At the age of eight she was taken into care and placed with foster parents.
Classmates described her as a bully who was always egging others on.
But the schoolgirl claimed to be a kind person. On her internet profile, she wrote in poorly spelt English: ‘Im a black inderpendent women who cares for all my bedrins and all fam. but every 1 is ke fam to me. Im a joka thats loves a joka .and im rely kind and fast to kick wid.’
During her trial, Osoteku attempted to pin the blame on others, sobbing as she claimed she had tried to stop them.
She said she was frozen in shock as the attack unfolded and ‘nudged’ the victim with her foot ‘to see if he was OK’.
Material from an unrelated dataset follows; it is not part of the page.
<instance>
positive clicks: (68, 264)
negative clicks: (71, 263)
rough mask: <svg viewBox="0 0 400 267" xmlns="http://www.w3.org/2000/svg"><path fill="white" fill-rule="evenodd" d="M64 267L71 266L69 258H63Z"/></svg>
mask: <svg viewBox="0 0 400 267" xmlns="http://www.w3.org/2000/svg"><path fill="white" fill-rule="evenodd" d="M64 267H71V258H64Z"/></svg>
But Mark Heywood, QC, prosecuting, said she was ‘at the heart’ of planning on Facebook and through BlackBerry and text messages for the attack.
The killing was provoked by ‘simmering tensions’ between pupils at a sixth-form college in Ladbroke Grove, West London, and teenagers from the victim’s school over the Underground station, which was regarded by both as ‘home territory’.
The day after the murder Osoteku went on a school trip to the Victoria and Albert Museum where she boasted about her role in the killing.
It was said she was ‘gloating she was with the boys, she kicked him, they used a samurai sword and cut his neck and back’.